Seriously, the material being discovered by these probes is astonishing. At a time when our horizons appear to be shrinking in a fear-mongering political climate, it is nice to remember that some organisations, even state ones like NASA, are making discoveries like this. I guess a libertarian purist might object to the NASA funding model, but I am sure privately-funded ventures could pull this sort of thing off, if not in quite the same scale initially.

Sacrificing our good life for a very uncertain future payoff

In having another bite at the Green issue, one thing struck me as I surfed around the Net looking at some of the comments made by people about the idea of the Tories’ trying to stop people from flying to holiday and business destinations. Some people genuinely seem to feel that a crackdown on global warming, and hence a halt to rising sea levels, is good for the poor. So we capitalist zealots should stop trying to argue that Tory leader David Cameron or Labour’s Tony Blair are acting out of snobbish disdain for Essex Man and the latter’s desire to go to Malaga for a cheap holiday. Oh no.

I guess it is true that if sea levels do rise as much as the gloomier scientists suggest, and the Earth gets progressively hotter, that poor people will suffer disproportionately from that. Air conditioning costs money. Buying a home away from a flood plain also costs money. I recall that about 3 years ago, hundreds, in fact thousands of French elderly people died because all the pharmacies were shut for the August holidays and they could not get treatment. That is what poverty does – it cuts your optiions and means of escape from trouble. So maybe David Cameron is acting out of paternalistic concern for the poor — in the future.

And that is the kicker. Even if global warming is man-made and can be reversed, the benefits of such an expensive exercise will not come through for decades, centuries, or even longer. How can the interests of a guy who cannot afford an expensive flight be set against the interests of someone living in 2300? Why should a politician, answerable to an electorate, sacrifice or ask to sacrifice its interests for the interests of people in such a long time to come, and over a theory or set of theories that are, at best, not proven to the standards of a court of law?

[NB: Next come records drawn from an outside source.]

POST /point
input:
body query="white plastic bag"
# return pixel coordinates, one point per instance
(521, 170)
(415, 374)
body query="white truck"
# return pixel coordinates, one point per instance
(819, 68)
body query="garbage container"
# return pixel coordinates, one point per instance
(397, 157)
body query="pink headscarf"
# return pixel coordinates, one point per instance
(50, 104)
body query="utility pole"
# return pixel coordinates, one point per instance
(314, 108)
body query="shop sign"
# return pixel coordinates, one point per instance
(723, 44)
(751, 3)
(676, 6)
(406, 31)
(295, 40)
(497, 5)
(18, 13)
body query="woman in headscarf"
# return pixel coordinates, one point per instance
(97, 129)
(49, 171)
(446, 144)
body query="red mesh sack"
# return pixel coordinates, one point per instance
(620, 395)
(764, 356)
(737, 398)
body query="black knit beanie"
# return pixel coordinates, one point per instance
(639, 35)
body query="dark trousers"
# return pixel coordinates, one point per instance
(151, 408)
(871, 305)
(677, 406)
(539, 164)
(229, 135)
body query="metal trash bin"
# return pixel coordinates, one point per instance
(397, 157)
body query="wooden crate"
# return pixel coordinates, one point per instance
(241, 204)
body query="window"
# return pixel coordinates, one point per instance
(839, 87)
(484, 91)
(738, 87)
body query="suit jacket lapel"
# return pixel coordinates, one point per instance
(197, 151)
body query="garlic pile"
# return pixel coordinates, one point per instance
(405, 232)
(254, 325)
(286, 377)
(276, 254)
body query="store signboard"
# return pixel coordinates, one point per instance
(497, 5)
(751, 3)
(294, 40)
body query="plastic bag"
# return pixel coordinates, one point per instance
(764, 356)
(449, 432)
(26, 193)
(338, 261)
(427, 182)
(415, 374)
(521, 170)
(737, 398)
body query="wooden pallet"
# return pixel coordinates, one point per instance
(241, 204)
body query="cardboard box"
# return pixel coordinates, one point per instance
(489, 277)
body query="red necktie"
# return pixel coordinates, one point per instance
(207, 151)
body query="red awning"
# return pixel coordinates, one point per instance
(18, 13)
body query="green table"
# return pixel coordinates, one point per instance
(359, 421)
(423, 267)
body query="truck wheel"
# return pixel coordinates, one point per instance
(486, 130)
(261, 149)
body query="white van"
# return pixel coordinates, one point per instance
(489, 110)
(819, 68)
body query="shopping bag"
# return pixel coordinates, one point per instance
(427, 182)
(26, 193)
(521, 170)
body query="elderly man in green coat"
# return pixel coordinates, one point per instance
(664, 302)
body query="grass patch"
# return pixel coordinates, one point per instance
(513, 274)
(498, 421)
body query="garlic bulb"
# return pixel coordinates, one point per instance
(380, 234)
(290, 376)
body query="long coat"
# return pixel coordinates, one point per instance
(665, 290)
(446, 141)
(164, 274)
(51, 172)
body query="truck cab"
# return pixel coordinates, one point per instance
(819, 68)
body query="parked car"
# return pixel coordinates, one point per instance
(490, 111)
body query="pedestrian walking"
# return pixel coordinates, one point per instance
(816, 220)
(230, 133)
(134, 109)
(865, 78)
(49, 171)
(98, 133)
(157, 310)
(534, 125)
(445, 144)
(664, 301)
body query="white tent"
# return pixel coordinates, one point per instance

We have been beastly to Cameron and his ilk on this site lately, and with ample justification. If Cameron wants to explain quite why the ordinary citizen should be shafted, yet again, by some grand project to make the world a better place in centuries to come, let him make that case.

Meanwhile, my boss, not the most excitable of men, said, in a quite unsolicited moment of rage this morning, that Cameron was a “communist”. He is not even a rightwing Tory voter. I wonder if this view is starting to spread.